I. WHAT styles of solenoid valves are available?

A. Direct-Acting Solenoid Valves – Direct-Acting Solenoid Valves open and close regardless of the pressure and flow: so long as the published maximum inlet and back pressure are not exceeded.

B. Pilot-Operated (Servo-Assisted) – In Pilot-Assisted Solenoid Valves, a minimum inlet pressure/differential pressure (typically 5 PSI) is required for the valve to operate.

II. HOW do they operate?

A. Direct-Acting – In Direct-Acting Solenoid Valves the energized coil magnetically pulls-up on the core, which is attached to the shaft and seat, thus overpowering the spring and opening the valve orifice. For closing, the coil is de-energized and the spring now pushes the core, shaft and seat back to the normally closed position.
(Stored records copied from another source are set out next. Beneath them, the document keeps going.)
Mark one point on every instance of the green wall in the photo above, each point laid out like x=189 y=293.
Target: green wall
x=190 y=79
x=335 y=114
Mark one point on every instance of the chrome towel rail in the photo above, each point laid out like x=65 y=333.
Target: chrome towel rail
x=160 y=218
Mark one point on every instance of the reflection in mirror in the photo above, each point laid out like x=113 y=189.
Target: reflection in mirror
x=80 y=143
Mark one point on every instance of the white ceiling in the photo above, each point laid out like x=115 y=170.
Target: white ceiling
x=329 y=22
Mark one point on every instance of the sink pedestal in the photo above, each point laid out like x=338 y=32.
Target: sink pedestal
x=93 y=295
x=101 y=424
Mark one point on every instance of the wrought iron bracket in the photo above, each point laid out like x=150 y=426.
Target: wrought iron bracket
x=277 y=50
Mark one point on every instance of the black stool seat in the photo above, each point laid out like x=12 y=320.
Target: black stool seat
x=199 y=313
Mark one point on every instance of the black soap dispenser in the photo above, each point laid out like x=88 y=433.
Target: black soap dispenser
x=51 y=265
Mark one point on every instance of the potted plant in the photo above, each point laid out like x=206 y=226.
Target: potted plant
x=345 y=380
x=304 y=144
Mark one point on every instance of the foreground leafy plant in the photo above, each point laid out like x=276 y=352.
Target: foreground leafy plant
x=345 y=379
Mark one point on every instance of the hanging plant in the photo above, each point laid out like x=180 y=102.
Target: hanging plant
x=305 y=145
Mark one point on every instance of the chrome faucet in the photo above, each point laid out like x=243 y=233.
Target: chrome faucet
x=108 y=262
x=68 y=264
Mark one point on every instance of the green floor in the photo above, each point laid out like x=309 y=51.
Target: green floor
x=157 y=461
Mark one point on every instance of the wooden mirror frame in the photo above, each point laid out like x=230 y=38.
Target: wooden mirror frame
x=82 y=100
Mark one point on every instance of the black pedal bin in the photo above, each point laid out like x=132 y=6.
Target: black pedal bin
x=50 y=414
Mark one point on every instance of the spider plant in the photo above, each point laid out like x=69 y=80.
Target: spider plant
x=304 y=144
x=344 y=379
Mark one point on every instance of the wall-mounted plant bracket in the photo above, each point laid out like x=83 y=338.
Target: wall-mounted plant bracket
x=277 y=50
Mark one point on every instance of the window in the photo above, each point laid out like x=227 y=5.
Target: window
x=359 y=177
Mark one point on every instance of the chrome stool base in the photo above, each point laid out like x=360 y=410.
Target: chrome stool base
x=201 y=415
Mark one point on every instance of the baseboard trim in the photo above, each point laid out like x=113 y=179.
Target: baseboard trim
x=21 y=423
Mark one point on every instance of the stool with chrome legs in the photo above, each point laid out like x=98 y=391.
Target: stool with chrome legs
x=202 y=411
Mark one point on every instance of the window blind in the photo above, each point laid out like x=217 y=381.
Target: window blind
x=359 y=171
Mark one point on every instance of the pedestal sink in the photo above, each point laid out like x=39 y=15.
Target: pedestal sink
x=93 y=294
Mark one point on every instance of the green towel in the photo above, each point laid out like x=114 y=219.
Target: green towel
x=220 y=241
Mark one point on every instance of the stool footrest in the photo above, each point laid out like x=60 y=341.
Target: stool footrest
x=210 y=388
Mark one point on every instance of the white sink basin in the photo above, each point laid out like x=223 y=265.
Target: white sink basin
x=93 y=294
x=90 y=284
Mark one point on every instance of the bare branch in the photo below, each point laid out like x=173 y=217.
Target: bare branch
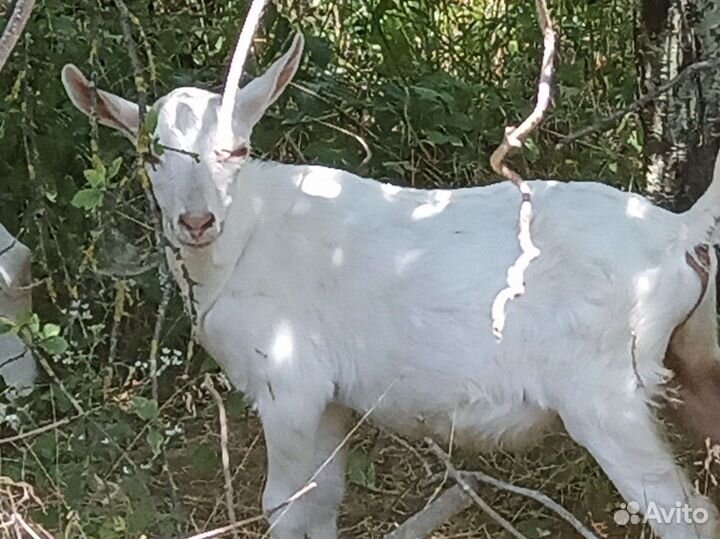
x=603 y=123
x=514 y=139
x=222 y=417
x=16 y=24
x=538 y=497
x=421 y=524
x=467 y=489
This style valve does not require any minimum line pressures nor differentials to operate. (See below)


Examples of Direct-Acting Solenoid Valves include Plast-O-Matic Series EASYMT/EASMT, EAST, EASYM, EASM, EASTMD/EASMD and EUC Models.
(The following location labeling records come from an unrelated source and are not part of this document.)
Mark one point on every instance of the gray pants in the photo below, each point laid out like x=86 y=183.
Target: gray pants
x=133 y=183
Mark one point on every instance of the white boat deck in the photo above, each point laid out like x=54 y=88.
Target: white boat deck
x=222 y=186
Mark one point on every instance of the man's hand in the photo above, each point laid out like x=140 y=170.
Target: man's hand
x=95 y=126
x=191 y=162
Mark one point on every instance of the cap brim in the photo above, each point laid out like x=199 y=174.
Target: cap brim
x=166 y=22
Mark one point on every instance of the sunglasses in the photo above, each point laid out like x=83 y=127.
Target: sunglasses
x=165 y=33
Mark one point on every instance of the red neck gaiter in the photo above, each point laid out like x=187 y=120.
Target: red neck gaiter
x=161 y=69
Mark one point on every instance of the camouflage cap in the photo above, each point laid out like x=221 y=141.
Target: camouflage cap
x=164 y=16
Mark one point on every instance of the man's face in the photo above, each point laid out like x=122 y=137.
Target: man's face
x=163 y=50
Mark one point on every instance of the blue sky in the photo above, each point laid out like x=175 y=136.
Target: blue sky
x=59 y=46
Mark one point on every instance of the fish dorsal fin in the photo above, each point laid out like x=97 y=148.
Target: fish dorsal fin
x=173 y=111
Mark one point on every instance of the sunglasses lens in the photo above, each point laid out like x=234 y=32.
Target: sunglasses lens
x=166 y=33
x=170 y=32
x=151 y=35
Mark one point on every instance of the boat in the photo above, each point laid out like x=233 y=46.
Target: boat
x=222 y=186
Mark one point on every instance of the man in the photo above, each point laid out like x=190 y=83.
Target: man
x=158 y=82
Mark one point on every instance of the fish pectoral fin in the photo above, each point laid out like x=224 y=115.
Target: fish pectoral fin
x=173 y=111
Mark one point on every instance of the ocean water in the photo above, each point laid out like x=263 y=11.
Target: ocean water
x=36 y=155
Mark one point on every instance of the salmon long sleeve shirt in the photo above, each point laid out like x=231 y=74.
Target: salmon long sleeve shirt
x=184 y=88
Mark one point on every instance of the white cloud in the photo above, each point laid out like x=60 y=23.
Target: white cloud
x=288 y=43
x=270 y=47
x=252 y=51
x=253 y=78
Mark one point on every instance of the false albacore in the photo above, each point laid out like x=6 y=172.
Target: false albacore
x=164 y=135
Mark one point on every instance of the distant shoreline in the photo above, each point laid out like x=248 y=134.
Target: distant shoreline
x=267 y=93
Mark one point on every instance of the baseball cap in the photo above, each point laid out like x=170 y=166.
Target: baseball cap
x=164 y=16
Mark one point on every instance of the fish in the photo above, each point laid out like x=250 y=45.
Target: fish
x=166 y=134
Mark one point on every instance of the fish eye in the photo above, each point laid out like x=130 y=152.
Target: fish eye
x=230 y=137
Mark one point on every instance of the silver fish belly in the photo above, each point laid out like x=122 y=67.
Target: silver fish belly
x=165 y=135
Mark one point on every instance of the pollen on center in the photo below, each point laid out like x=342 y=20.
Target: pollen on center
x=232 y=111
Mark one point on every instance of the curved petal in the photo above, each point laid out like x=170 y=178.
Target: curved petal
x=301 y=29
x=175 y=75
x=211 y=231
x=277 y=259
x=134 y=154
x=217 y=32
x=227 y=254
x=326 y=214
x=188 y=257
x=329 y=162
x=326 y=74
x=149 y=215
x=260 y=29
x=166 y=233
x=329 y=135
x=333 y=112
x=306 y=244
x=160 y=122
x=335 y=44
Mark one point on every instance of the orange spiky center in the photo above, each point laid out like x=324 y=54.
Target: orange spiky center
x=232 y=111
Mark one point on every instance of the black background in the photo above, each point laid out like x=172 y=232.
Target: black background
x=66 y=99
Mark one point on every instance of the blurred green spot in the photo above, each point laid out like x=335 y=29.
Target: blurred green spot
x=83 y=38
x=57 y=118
B. Pilot-Operated (Servo-Assisted) – These valves have a pilot valve seat with corresponding orifice, a main valve seat with corresponding orifice and a main valve diaphragm with a restriction orifice. The upper section of the valve consists of the pilot seat and orifice which is actually a small direct-acting solenoid valve. (see below)
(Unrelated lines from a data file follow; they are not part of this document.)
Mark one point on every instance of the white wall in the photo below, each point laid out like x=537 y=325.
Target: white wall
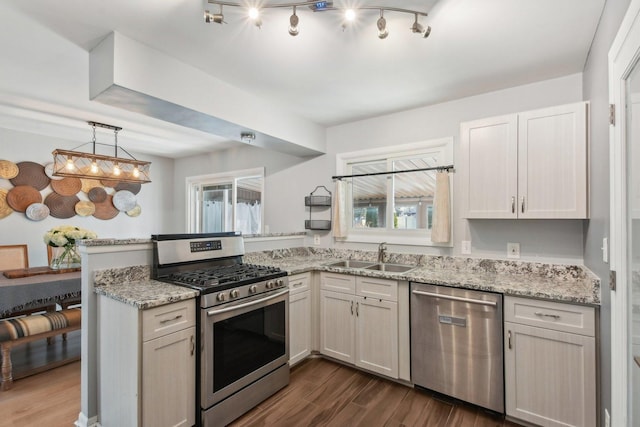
x=289 y=179
x=155 y=198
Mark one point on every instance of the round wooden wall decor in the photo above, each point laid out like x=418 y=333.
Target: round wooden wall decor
x=31 y=173
x=37 y=211
x=67 y=187
x=88 y=184
x=8 y=169
x=97 y=195
x=85 y=208
x=5 y=209
x=20 y=197
x=106 y=210
x=62 y=207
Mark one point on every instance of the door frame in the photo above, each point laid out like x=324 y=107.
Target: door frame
x=623 y=55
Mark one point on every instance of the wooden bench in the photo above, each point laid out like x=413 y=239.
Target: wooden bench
x=22 y=330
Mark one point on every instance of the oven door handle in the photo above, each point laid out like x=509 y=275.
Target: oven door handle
x=247 y=304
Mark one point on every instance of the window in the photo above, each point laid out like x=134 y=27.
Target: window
x=395 y=207
x=230 y=201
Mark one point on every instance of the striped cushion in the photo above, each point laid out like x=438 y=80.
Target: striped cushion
x=20 y=327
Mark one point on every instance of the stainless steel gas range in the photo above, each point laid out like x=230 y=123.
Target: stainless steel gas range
x=243 y=321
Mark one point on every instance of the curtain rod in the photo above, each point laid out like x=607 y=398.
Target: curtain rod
x=448 y=168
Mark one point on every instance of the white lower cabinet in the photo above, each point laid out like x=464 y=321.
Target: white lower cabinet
x=147 y=364
x=360 y=329
x=550 y=363
x=299 y=317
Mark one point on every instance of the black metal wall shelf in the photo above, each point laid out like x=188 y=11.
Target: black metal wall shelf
x=319 y=201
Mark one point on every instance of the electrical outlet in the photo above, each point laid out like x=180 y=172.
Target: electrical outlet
x=513 y=250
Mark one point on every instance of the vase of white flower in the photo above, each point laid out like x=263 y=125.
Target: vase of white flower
x=63 y=240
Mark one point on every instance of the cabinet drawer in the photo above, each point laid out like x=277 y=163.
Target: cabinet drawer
x=344 y=283
x=169 y=318
x=299 y=283
x=551 y=315
x=377 y=288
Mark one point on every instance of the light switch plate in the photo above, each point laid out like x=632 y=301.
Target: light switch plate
x=513 y=250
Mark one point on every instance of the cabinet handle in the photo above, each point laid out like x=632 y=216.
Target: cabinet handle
x=553 y=316
x=171 y=320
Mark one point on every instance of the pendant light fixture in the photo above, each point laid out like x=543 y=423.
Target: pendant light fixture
x=318 y=6
x=71 y=163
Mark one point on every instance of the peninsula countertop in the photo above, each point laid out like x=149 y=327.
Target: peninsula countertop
x=555 y=282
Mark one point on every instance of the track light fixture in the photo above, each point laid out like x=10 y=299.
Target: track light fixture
x=419 y=29
x=293 y=23
x=218 y=18
x=382 y=26
x=319 y=6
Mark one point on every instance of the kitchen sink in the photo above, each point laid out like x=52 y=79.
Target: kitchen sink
x=351 y=264
x=391 y=268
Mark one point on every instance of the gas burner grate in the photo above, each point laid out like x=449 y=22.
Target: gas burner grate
x=229 y=274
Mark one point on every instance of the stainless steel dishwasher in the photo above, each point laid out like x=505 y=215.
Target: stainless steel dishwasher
x=456 y=343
The lower section of the valve consists of the main valve seat and orifice which is sealed by a diaphragm that allows liquid line pressure to pass thru a restriction orifice thus pressurizing the valve’s upper pilot area (that area above the diaphragm and below the pilot seat). This pressure exerts a downward force on the top-side of the main diaphragm keeping it in the closed position. To open the main valve, the coil is energized, lifting the core, shaft and seat off the pilot orifice, allowing the pressure above the diaphragm to vent thru the pilot outlet to the down-stream side of the main valve. With no force now working in the top-side of the main diaphragm, the inlet line pressure lifts the diaphragm and opens the main orifice allowing full flow. To close the valve, the coil is de-energized and the spring pushes down on the core, shaft and seat, closing off the orifice, thus stopping the venting of the pressure, and therefore, re-pressurizing the top-side of the main diaphragm which causes it to close against the main seat to stop flow.

The new Plast-O-Matic Series “PS” is a Pilot-Operated Solenoid Valve.

III. WHERE would I use a Solenoid Valve?

Typically, Solenoid Valves are specified where:

A. Speed of cycling/operation is required.

B. A fail-safe (normally closed or normally open) bubble-tight sealing valve is required.

C. Physical size (and weight) requires a smaller valve.

D. Lower cost is required.

Keep in mind that solenoid coils are available in a variety of voltages, frequency and class ratings.

IV. WHY would I use a Solenoid Valve versus a Motorized Ball Valve?

A. Speed of Operation – Generally speaking, motorized ball valves have a cycle time of 5 to 6 seconds (full open to full closed) which is nowhere near as fast-acting as a direct-acting solenoid valve at approximately 30 to 40 milliseconds. Therefore, in applications requiring speed of cycling (such as PH control via electronic sensors) to prevent overshooting of chemicals, fast acting solenoid valves are preferred. Although pilot-operated solenoid valves (approximately one second closing time) are not as fast-acting as direct-acting valves, they are still considerably faster than motorized ball valves.

B. Fail-Safe Design – Motorized ball valves are not normally of fail-safe design. Yes, they can be made fail-safe but require a cumbersome and very costly add-on accessory, which is simply not practical. Conversely, solenoid valves are normally of a fail-safe design.